特に重要視するのは、患者さん、眼科医療関係者、Santenの「3者Win(Triple win)」の考え方であり、これは、自社の事業成長を推進すると同時に、眼科医療現場の課題を解決し、患者さんに貢献することを意味します。「これら全てを実現することを目指し、アジア事業における各組織のリーダー達と活動の精査を進め、自分たちが優先すべき課題や注力すべき取り組みの見極めと、活動のブラッシュアップを図ってきました。チームのメンバーもアジアの眼科医療におけるSantenの責任の重要性に気付き始め、より影響力のある成果を創出するためには、『自分たちの活動はどうあるべきか』という議論が活発化しています」と吉田は言います。
「『3者Win』の考え方や、患者さんへの貢献を追求する姿勢は、Santenらしさそのものであり、他社と差別化されたSantenならではの活動につながると考えています。
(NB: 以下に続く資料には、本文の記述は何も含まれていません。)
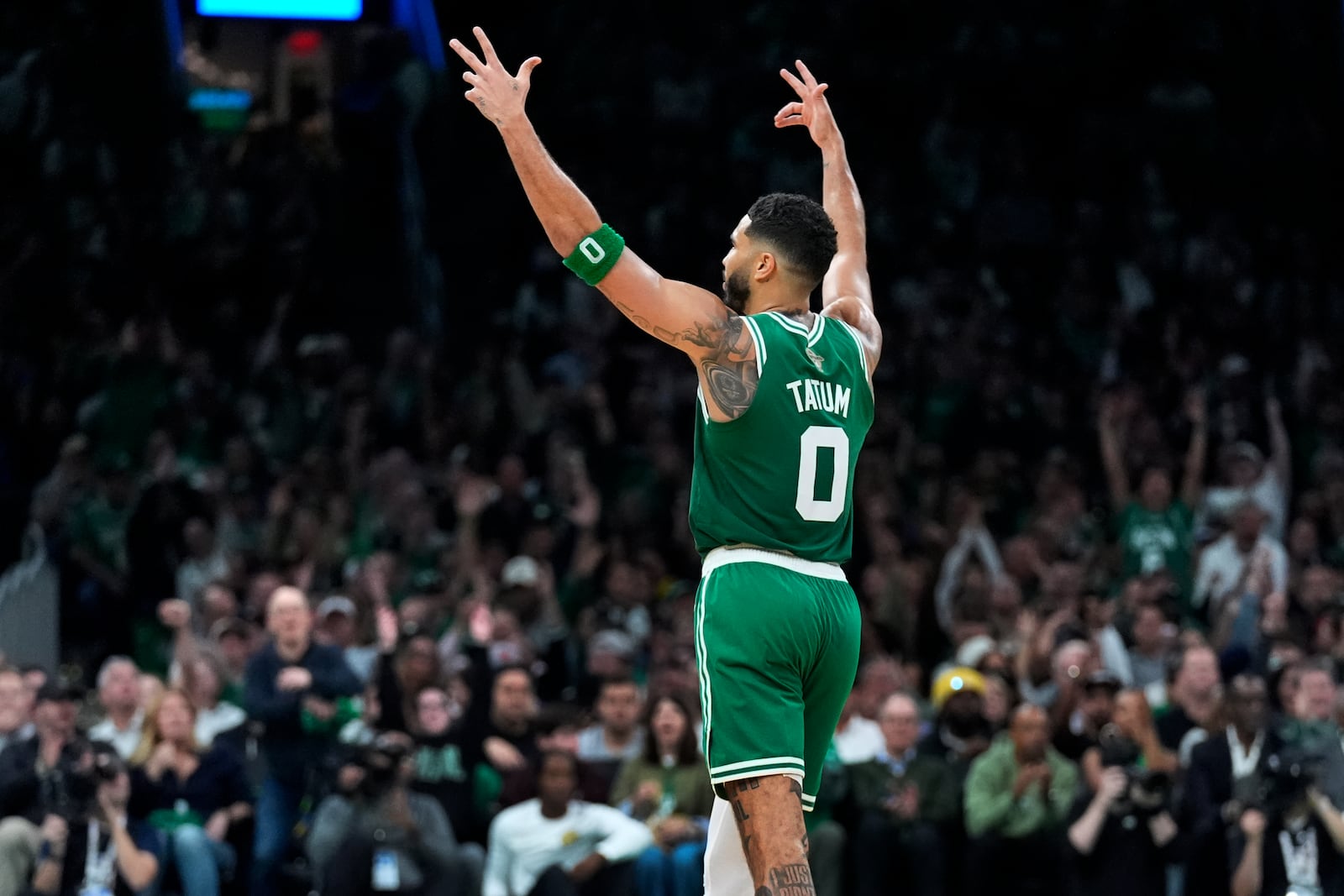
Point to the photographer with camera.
(1294, 837)
(1122, 833)
(381, 837)
(101, 853)
(35, 778)
(1220, 781)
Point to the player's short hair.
(799, 228)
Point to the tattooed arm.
(689, 317)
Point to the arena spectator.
(383, 837)
(617, 734)
(1016, 802)
(15, 708)
(1193, 696)
(293, 687)
(1221, 782)
(118, 694)
(555, 846)
(905, 799)
(35, 783)
(669, 789)
(1226, 563)
(1124, 835)
(190, 794)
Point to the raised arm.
(1193, 483)
(1113, 453)
(689, 317)
(846, 291)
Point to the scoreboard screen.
(323, 9)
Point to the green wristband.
(596, 254)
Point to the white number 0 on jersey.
(813, 439)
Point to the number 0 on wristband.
(596, 254)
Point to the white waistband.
(723, 557)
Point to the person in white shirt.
(15, 707)
(857, 739)
(557, 846)
(118, 692)
(1226, 566)
(1249, 476)
(206, 560)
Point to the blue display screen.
(326, 9)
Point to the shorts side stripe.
(702, 663)
(757, 773)
(768, 761)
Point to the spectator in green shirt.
(1019, 794)
(1156, 528)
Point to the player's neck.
(796, 311)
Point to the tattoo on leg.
(792, 880)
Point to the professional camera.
(77, 785)
(1283, 779)
(382, 763)
(1147, 792)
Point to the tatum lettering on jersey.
(819, 396)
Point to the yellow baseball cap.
(954, 681)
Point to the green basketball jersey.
(781, 476)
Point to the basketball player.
(784, 405)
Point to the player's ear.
(766, 266)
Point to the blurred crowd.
(349, 609)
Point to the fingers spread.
(524, 71)
(468, 56)
(806, 74)
(487, 47)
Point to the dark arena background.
(288, 369)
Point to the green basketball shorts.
(777, 649)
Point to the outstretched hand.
(495, 92)
(811, 109)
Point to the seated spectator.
(617, 734)
(1194, 692)
(555, 846)
(1151, 641)
(960, 728)
(34, 783)
(118, 694)
(15, 707)
(857, 739)
(1095, 711)
(217, 719)
(292, 688)
(1225, 564)
(669, 789)
(108, 853)
(1124, 836)
(338, 625)
(445, 763)
(1018, 799)
(190, 794)
(380, 836)
(904, 799)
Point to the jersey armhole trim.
(864, 354)
(759, 338)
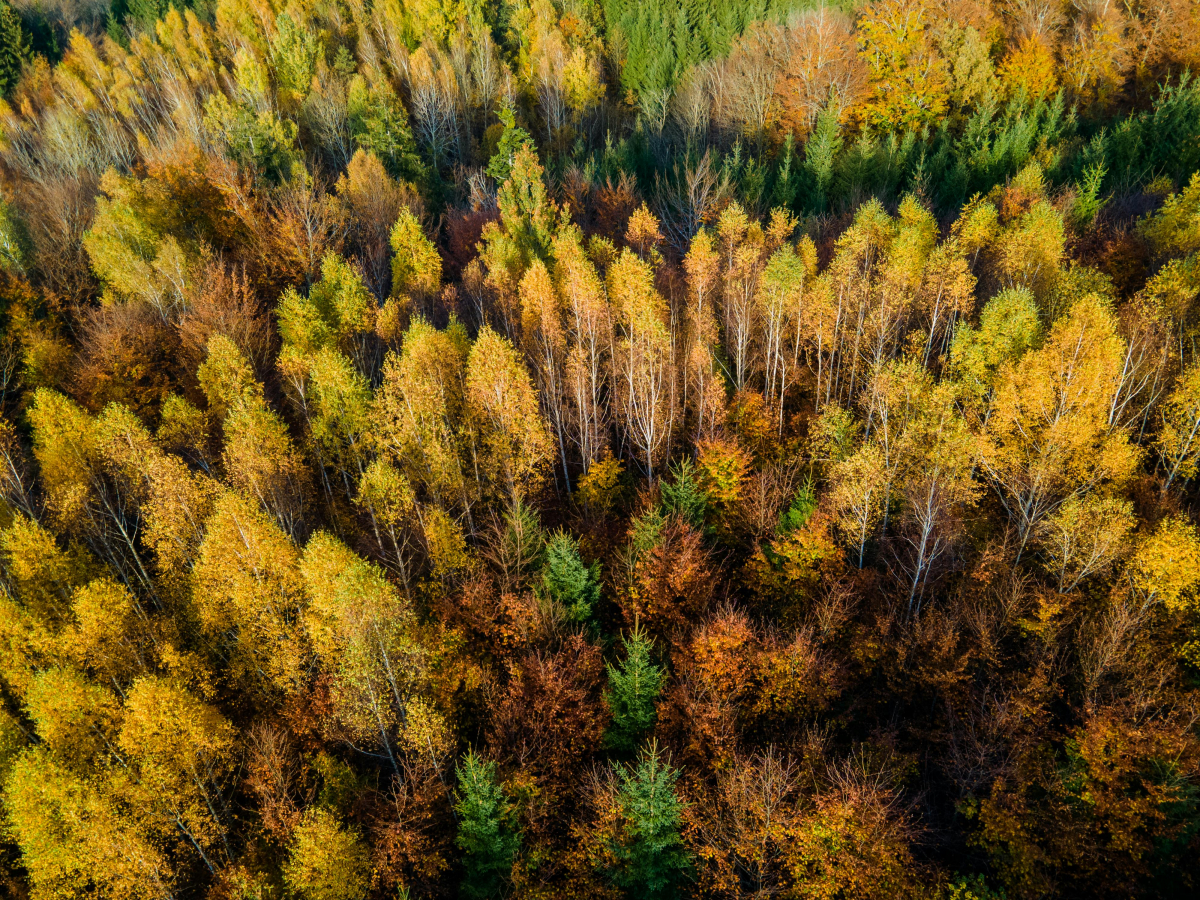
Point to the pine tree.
(487, 832)
(651, 856)
(568, 581)
(684, 496)
(13, 48)
(633, 688)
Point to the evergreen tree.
(513, 138)
(13, 48)
(487, 833)
(651, 856)
(633, 688)
(683, 495)
(568, 581)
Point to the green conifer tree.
(633, 688)
(568, 580)
(13, 48)
(651, 856)
(683, 495)
(487, 833)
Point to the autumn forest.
(621, 449)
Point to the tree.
(360, 630)
(487, 829)
(327, 861)
(502, 403)
(634, 687)
(1085, 537)
(13, 48)
(649, 857)
(417, 265)
(180, 750)
(1179, 431)
(568, 581)
(247, 595)
(418, 417)
(1049, 438)
(907, 76)
(645, 378)
(75, 837)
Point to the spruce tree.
(568, 581)
(633, 688)
(683, 495)
(487, 833)
(13, 48)
(651, 856)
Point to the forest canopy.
(599, 449)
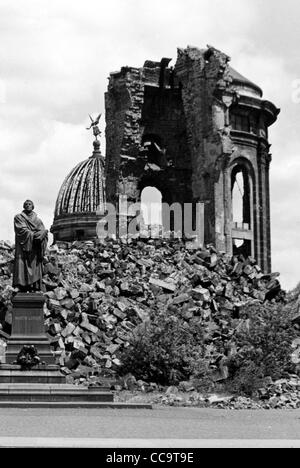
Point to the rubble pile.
(97, 294)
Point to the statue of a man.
(31, 242)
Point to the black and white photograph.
(149, 243)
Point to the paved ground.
(162, 424)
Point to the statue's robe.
(29, 251)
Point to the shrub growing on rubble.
(165, 350)
(264, 345)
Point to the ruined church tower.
(198, 132)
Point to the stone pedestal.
(42, 385)
(28, 327)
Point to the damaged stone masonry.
(198, 132)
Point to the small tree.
(264, 348)
(164, 350)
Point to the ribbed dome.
(83, 190)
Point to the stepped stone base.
(32, 395)
(40, 374)
(43, 385)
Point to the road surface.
(168, 426)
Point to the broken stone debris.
(97, 294)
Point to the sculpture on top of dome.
(94, 125)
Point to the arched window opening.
(151, 211)
(242, 208)
(241, 198)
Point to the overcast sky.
(56, 55)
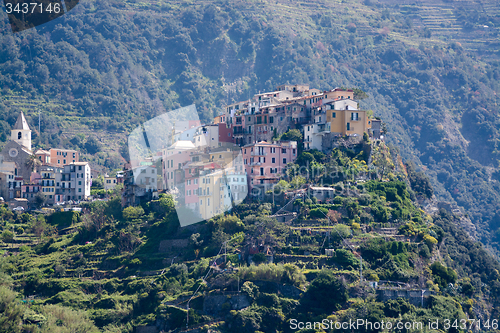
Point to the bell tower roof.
(21, 123)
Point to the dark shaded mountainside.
(430, 68)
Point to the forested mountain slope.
(430, 68)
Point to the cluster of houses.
(57, 174)
(214, 166)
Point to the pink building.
(225, 133)
(265, 163)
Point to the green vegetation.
(110, 269)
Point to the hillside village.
(32, 178)
(342, 244)
(246, 149)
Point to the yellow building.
(348, 122)
(48, 182)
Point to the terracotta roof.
(21, 123)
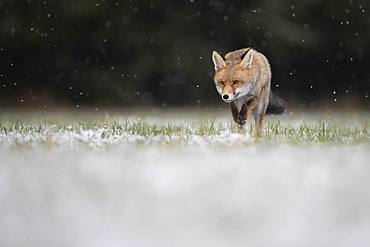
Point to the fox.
(243, 80)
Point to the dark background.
(136, 53)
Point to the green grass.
(301, 129)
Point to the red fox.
(243, 80)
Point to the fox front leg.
(237, 117)
(248, 108)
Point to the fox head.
(233, 75)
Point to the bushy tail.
(276, 105)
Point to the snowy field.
(163, 180)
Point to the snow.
(129, 195)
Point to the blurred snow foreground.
(252, 195)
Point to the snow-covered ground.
(129, 195)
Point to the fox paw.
(241, 120)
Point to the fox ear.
(247, 60)
(218, 61)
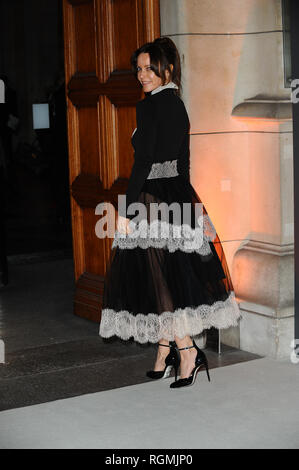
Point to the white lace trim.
(167, 169)
(183, 321)
(160, 234)
(162, 87)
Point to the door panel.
(102, 92)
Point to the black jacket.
(162, 134)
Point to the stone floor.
(52, 354)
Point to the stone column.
(241, 154)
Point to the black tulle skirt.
(159, 287)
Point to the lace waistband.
(166, 169)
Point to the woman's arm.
(184, 159)
(146, 136)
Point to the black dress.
(158, 284)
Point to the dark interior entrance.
(34, 176)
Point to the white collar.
(162, 87)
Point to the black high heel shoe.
(200, 361)
(172, 360)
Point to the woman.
(159, 288)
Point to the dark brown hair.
(162, 52)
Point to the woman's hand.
(123, 225)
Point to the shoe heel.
(202, 359)
(207, 370)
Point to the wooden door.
(99, 37)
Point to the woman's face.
(147, 77)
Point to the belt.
(166, 169)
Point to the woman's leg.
(187, 356)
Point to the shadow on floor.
(51, 354)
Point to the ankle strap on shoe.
(188, 347)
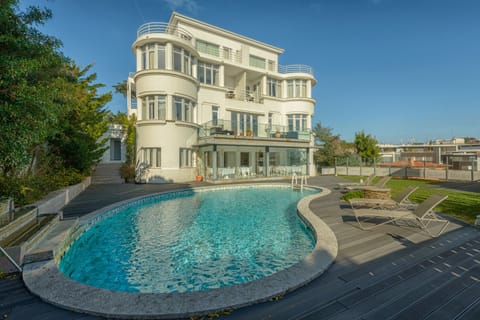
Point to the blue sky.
(402, 70)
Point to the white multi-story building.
(213, 103)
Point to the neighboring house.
(454, 153)
(115, 142)
(217, 104)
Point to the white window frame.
(152, 157)
(186, 157)
(183, 107)
(208, 73)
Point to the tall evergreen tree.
(31, 69)
(366, 146)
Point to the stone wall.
(56, 200)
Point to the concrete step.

過去には、ベトナムの眼科医が自身の患者さんの治療に悩みを抱えていることを知り、現地の眼科学会との協働による眼科医の学習機会の促進や、日本事業と連携した日本の眼科医からのスキルトランスファーの支援を行いました。これに対して、ある眼科医は涙を流して喜んでくれました。医薬品メーカーが親身に自身の課題解決を支援してくれたことに感激され、Santenに対して絶対的な信頼を寄せていただくきっかけとなりました」
人材の育成への期待と組織力の強化に向け、吉田は次のように語ります。
「アジアは複数の国・地域で構成され、事業が成長過程にあることから、メンバーにも様々な機会を提供することができます。例えば、自ら仕組みやプロセスを作るなど、事業成長にダイナミックに貢献することを楽しめる環境があります。また、多様な民族的・文化的背景を有する人材が集まっているアジア事業は、複数の国・地域で構成されているため、互いの異なる背景や価値観を理解し、尊重し合うことから始め、チームで協力・連携して各国・地域の眼科医療における固有の課題に対応しています」
近年、アジア、特に東南アジアでは経済成長とともに人々の健康意識が高まり、目の健康への関心も増しています。これに伴い、眼科医療の需要が拡大し、診断や治療の機会も増えています。また、セルフメディケーションの需要が高まり、薬局などでの医薬品販売も多様化しています。アジア事業においてはこれらの変化を好機と捉え、アジア市場での事業拡大を図っています。
「長年眼科にコミットしてきたSantenだからこそ有するナレッジや強みを活用し、地域ニーズに即した『3者Win』の活動をアジアチーム一丸となって積み重ねることで、アジアのより良い眼科医療を実現していきたいです」と吉田は意気込みます。